In spite of the grievous unfairness of Canada’s winner-take-all electoral system, there are Green supporters all across Canada. And while the dropping vote share for Green candidates seems to suggest the party is losing support, the reverse is true. Unfortunately all too often, too many would be Green voters chose to vote strategically for a candidate they don’t actually want to elect, to prevent one they really hate from winning the seat. This isn’t just bad for the Green Party, it’s bad for all Canadians, because the parliament that results fails to reflect the intentions of most voters.
Even though we have no Green MP in Waterloo Region (or even Ontario), we held our own Community Dialogue. Ours was not a partisan event, and we did attract non-Greens, but it shouldn’t be surprising to anyone that an overwhelming majority of those in attendance supported adopting some form of Proportional Representation.
One young woman in my small group dialogue told us that her 2015 vote had actually elected someone for the very first time.
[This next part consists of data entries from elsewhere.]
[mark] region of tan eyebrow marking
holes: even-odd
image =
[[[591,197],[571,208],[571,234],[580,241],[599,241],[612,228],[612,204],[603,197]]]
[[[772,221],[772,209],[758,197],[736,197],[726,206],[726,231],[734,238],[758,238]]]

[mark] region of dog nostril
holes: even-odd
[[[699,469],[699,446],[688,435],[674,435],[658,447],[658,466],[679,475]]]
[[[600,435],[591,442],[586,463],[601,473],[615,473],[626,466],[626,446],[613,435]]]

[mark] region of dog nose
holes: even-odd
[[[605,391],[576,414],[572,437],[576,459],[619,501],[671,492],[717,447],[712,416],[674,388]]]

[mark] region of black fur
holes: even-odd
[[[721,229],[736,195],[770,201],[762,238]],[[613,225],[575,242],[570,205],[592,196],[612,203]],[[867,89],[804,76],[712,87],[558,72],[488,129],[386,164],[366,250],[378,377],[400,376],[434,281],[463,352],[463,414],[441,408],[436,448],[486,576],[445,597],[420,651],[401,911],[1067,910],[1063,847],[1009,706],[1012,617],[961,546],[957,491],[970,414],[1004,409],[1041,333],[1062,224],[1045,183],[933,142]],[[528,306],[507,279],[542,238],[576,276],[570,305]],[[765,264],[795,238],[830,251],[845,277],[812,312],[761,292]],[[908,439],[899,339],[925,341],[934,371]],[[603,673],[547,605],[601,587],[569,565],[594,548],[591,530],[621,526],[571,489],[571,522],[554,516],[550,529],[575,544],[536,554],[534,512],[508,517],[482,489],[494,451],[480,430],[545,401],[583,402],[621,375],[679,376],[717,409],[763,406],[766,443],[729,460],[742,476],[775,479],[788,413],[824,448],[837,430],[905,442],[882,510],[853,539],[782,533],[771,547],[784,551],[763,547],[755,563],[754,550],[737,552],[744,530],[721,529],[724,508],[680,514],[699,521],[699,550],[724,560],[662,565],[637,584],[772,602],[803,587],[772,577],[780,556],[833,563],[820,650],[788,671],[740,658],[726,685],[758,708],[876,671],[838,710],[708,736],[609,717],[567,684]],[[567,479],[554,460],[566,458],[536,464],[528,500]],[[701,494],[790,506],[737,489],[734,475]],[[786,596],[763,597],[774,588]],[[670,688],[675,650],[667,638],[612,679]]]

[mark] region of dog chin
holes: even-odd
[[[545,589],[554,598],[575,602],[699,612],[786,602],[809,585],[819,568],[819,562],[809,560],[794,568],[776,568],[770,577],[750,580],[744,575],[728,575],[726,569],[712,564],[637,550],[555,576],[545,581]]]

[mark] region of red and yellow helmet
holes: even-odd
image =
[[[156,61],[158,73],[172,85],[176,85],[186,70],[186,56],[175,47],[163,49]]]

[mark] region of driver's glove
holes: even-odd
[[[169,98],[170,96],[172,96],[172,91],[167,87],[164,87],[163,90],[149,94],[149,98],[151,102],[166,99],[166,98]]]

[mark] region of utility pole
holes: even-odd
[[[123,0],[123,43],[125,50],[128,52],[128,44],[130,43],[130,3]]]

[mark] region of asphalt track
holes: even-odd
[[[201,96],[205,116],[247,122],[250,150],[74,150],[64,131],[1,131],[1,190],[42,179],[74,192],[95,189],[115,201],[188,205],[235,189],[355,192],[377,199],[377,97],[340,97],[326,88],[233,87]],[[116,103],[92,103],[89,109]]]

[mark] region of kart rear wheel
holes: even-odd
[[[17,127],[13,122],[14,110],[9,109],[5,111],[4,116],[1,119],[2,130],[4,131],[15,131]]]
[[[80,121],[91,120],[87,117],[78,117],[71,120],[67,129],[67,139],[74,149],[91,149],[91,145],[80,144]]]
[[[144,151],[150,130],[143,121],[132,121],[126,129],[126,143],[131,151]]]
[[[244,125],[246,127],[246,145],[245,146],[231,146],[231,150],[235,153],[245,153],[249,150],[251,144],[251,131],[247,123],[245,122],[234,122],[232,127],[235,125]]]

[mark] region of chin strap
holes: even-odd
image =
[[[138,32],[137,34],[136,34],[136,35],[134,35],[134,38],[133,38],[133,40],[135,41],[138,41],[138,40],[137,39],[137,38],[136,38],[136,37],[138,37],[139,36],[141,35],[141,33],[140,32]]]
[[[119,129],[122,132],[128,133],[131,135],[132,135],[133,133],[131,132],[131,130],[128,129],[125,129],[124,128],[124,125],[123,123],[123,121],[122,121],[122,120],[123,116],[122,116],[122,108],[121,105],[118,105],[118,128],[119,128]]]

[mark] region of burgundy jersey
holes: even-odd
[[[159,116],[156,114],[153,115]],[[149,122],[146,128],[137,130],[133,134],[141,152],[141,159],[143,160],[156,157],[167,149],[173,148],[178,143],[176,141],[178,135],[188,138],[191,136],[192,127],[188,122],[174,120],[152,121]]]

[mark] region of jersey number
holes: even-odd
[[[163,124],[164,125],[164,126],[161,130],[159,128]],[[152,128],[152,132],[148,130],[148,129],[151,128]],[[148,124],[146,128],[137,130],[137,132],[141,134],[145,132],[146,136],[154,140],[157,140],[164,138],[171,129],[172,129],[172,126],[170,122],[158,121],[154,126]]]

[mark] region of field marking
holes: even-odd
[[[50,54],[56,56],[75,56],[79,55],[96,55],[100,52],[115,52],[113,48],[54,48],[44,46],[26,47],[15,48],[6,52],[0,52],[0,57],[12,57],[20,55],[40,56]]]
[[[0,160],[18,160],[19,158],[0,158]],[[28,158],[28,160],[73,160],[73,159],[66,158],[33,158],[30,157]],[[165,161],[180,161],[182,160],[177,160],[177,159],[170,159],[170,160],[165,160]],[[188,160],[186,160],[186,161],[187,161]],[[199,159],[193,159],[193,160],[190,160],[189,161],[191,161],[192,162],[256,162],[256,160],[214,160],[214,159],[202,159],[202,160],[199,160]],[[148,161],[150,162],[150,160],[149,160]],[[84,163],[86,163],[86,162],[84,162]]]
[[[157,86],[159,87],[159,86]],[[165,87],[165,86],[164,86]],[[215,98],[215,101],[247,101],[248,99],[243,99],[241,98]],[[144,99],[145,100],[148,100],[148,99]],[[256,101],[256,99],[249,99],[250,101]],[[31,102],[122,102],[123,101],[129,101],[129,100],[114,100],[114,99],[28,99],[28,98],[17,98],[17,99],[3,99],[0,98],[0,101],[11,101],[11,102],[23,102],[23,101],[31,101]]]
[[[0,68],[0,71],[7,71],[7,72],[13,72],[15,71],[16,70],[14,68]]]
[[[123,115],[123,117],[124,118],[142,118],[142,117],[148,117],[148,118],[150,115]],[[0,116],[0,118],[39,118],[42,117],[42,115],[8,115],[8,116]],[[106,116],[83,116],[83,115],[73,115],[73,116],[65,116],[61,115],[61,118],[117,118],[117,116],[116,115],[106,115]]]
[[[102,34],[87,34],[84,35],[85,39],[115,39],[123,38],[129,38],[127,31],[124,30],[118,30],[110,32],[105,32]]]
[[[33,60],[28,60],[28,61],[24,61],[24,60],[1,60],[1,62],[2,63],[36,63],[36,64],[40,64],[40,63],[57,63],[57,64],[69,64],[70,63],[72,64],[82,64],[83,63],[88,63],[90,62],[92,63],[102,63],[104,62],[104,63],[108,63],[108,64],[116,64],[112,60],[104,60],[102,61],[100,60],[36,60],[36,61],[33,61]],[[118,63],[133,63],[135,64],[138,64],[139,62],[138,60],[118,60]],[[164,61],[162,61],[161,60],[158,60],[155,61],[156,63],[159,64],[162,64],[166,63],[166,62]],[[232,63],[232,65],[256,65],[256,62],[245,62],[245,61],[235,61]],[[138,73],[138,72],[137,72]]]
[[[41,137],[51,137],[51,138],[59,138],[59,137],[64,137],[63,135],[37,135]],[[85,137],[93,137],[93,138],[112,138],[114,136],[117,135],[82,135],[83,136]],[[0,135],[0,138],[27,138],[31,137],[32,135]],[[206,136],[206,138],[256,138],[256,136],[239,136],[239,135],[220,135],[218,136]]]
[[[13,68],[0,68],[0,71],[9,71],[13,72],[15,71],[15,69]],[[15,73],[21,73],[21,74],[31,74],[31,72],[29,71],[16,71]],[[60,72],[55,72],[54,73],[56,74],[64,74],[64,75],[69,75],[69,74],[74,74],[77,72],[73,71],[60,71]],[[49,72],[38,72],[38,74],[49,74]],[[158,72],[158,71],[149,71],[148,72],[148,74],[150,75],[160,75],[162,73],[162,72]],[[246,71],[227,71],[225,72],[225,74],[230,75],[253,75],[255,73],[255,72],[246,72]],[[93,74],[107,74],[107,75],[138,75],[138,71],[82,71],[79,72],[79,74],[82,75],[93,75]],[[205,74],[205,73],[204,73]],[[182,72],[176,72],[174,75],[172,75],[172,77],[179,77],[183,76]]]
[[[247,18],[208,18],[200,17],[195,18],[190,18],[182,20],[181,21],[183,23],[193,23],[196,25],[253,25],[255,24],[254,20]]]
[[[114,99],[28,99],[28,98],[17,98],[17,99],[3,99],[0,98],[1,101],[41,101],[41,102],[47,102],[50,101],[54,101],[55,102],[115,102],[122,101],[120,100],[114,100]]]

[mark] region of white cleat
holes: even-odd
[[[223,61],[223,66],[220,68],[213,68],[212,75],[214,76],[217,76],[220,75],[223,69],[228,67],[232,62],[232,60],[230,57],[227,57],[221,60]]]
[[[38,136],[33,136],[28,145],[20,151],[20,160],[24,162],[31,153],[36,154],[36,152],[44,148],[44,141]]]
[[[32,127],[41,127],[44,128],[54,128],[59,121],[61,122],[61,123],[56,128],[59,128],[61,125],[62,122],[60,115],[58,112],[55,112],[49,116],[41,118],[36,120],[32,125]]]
But instead of making her feel good, it left her feeling hollow because now she has an MP she didn’t want that she helped elect. When our votes don’t count, how can anyone count on getting the government policy we want?
A group of Liberals in the Conservative Brantford-Brant held their own multipartisan Community Dialogue Event, inviting our own Temara Brown to participate. And the sitting Conservative MP attended as well.
One good thing is that a majority of Canadian voters (that is to say, those sixty-something % of eligible voters who voted) voted for candidates and parties that supported electoral reform. Since the Liberals promised an end to First Past The Post elections, and Mr. Trudeau promised to make every vote count, we’ve had a whirl wind Parliamentary electoral reform Consultation. Thousands of Canadians have participated across Canada, and everything we hear suggests predominent support for Proportional Representation.
And now the all party ERRÉ (Electoral Reform Reforme Électorale) Special Committee on Electoral Reform has begun deliberating over everything they’ve heard, from the experts as well as public input. The problem is that comments made by Prime Minister Trudeau and Minister Monsef sound as though the Government is beginning get cold feet. It is, after all, hard to get a government that won majority power with a minority of votes under a First Past The Post system to adopt a system of Proportional Representation that will limit their power to what they earn in votes.
We need to encourage the ERRÉ Committee to work toward a truly fair system ~ and that can only mean some form of Proportional Representation. We can let the ERRÉ Committee what we want by writing to them ourselves. The folks at Fair Vote Canada have made this easier for us with their automated tool that will send a letter urging the committee to recommend PR.
NOTES: Although it may look like it, you do *not* have to make a donation to Fair Vote unless you wish to. After your message is sent just close the browser tab. If you choose to use the FVC tool, bear in mind doing so will give Fair Vote Canada your contact info. [Every time you give anyone your contact info online there is always a chance they will keep it so they can contact you in future. If you are concerned about these things, you can still borrow useful bits from their letter and make your own that you send directly to:
Special Committee on Electoral Reform
Sixth Floor, 131 Queen Street
House of Commons
Ottawa ON K1A 0A6
The best part is we don’t have to send Fair Vote’s letter. You can start with it, or edit it to say whatever you like, or start completely from scratch. No matter how you choose to get it done, it certainly can’t hurt to remind the Committee and the Government that we are still watching, and, more importantly waiting to see what Canadian Proportional Representation will look like.